About the Coffee Maker March 13, 2017Posted by Peter Varhol in Uncategorized.
So as I continue to read about how companies have discovered the magic path to innovation, putting everyone in the same room, with personal space bumped up against one another, in reach of the coffee machine, in order to innovate, I have several succinct comments:
- I don’t drink coffee, and in fact hate the smell of it. You will not find me near the coffee maker.
- This worked for Yahoo so well, right?
- Everything thinks that the solution is to throw people together, stir, and wait for innovation.
It’s not nearly that easy, of course, and organizations are stupid if they think that it is. Yet we as institutions continue to persist in believing that it is.

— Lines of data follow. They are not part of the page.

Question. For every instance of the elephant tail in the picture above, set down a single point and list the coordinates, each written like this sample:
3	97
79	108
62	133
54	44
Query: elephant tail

Fifteen years ago, I worked for a company whose CEO abruptly decided that all employees needed to be in an office in order to bask in the company culture, and one day fired all of those who didn’t go into an office on a daily basis.
Of course, management can do what it wants. And usually does. But all too often organizations and their managements engage in groupthink. If a power broker says that we need to put people together in the same room and let them percolate, then that’s what companies do.
It’s not that easy, folks. And too many people think that it is (I’m talking about you, Marissa Mayer). Mayer, of course, was faced with a very difficult job – what did Yahoo want to be when it grew up (it should have been Facebook before Facebook). And she ended up with about $200 million for failing. You know, we all want to succeed in our endeavors, but a bunch of money makes it easier to accept our limitations.
The real problem is that executives tend to think that there is a straightforward answer that only they have thought of. I am sorry, they are not paid to be drive-by executives, just making a few pithy comments and leaving it to others to do any hard work. The answers are not easy, and implementing them is not easy.